Edna came to the doorway. “Your timer’s going off.”

Georgia realized she could hear beeping from the kitchen.

“Would you turn off the oven?” Samantha asked her daughter. “I’ll be there in a minute.”

Edna disappeared again.

“Thanks,” Georgia said. “I’ll give it more thought.”

“Nothing can top the bracelet as a subject, but before everything else gets away from us, have you given any more thought to teaching Cristy to read? If she’ll let you?”

Georgia was surprised her daughter had waited this long to ask, but Samantha was a patient woman. “I’m not sure she’ll be willing. She’s very closed off to the world right now.”

“That makes sense, don’t you think? The world closed her off, for a crime she says she didn’t commit.”

“Sam, don’t you think that’s what most inmates say? It’s part of a pattern. If they don’t admit to a crime, they don’t have to take responsibility.”

“I do know that, of course. But there’s more to this story than we know.
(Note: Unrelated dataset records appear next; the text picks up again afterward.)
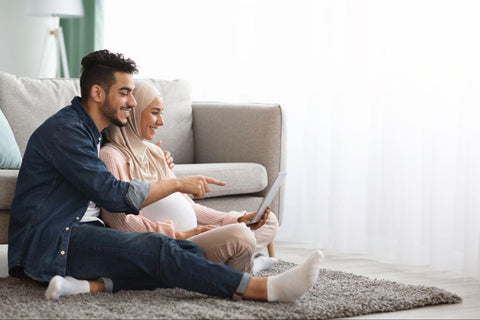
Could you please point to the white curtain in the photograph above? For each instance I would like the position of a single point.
(382, 101)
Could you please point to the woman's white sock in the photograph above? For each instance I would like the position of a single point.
(290, 285)
(263, 263)
(60, 286)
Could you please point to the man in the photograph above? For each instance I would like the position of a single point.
(55, 232)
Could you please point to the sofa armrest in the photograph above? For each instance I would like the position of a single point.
(252, 132)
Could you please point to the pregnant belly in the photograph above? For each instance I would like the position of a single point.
(173, 208)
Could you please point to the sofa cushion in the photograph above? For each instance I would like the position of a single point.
(10, 157)
(8, 181)
(27, 102)
(177, 132)
(241, 178)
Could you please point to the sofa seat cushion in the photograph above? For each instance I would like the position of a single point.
(241, 178)
(8, 181)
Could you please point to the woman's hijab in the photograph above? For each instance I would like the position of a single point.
(145, 165)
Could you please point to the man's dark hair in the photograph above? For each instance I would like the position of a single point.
(99, 67)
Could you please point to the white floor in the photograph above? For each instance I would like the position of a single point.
(468, 289)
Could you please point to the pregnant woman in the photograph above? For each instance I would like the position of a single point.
(222, 235)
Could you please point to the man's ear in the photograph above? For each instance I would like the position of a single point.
(97, 93)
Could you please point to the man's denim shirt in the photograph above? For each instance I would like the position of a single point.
(60, 174)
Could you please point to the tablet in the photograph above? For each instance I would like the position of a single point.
(268, 198)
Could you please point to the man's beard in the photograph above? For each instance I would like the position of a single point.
(111, 114)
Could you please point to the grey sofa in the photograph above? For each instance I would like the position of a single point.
(242, 144)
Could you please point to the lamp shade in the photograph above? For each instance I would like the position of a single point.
(59, 8)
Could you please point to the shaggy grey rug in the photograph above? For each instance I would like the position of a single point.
(336, 294)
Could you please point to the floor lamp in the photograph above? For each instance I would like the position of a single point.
(57, 9)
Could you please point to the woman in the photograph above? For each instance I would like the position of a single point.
(287, 286)
(221, 235)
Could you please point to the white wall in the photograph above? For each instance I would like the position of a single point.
(28, 49)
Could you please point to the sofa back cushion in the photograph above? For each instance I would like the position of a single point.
(28, 102)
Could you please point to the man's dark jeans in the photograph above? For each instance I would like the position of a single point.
(139, 261)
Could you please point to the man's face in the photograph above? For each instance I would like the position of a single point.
(119, 100)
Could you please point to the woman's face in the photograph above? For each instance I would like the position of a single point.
(152, 118)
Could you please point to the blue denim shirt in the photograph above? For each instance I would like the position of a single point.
(60, 174)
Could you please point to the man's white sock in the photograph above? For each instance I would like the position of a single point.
(290, 285)
(263, 263)
(60, 286)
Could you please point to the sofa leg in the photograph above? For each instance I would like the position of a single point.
(271, 249)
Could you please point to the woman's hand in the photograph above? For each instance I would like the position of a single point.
(193, 232)
(168, 156)
(248, 217)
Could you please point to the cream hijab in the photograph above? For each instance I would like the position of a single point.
(145, 165)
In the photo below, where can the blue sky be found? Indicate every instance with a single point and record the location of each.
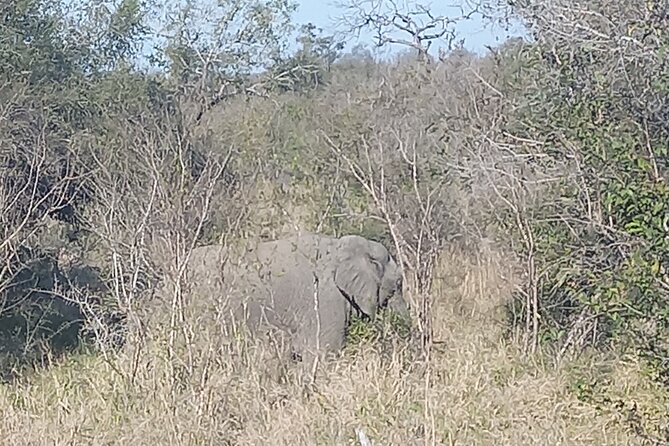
(476, 32)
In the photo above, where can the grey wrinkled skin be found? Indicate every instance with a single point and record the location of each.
(308, 285)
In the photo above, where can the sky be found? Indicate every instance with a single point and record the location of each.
(475, 31)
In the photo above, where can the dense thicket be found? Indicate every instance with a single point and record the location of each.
(554, 148)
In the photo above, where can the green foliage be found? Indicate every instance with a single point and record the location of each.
(601, 243)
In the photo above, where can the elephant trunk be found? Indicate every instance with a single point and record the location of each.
(390, 291)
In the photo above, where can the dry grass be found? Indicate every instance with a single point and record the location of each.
(475, 389)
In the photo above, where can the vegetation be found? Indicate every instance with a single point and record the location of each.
(524, 192)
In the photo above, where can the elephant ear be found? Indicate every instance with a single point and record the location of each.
(358, 275)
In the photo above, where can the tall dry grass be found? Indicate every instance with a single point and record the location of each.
(475, 387)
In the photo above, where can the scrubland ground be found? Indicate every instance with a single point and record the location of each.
(525, 192)
(474, 388)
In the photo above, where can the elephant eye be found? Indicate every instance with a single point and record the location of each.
(377, 266)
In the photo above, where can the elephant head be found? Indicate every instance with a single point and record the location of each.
(367, 275)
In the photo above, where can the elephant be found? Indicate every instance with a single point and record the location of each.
(308, 285)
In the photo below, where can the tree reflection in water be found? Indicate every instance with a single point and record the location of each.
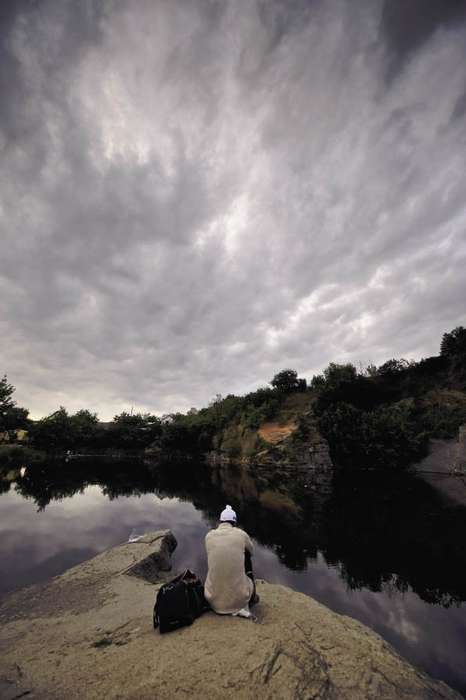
(379, 530)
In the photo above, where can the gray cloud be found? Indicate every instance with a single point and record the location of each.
(193, 195)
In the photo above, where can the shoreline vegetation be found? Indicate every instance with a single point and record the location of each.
(372, 418)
She admits to one shoplifting offense as a teenager, but not to the one that landed her in Raleigh.”

“Whether she did it or she didn’t, do you have any real sense she wants her life to change?”

“Who can say but her?”

Georgia asked the question that most puzzled her. “What did you see in this girl that convinced you to help her? You told all of us the facts, but I don’t think you ever got down to the heart of it.”

Samantha laughed softly. “Nothing like a mother.”

“It might help me decide.”

Samantha hesitated, then she rested her hand on her mother’s knee. “I saw me. I looked into Cristy’s eyes and I saw a girl at the crossroads, just the way I stood at that same crossroads in my own life after I ran that car into a ditch. The feeling, the impact—they’re not something you ever forget. And I’ll tell you truthfully, I didn’t necessarily see that in the eyes of the other inmates I taught. But I sure saw it in hers.”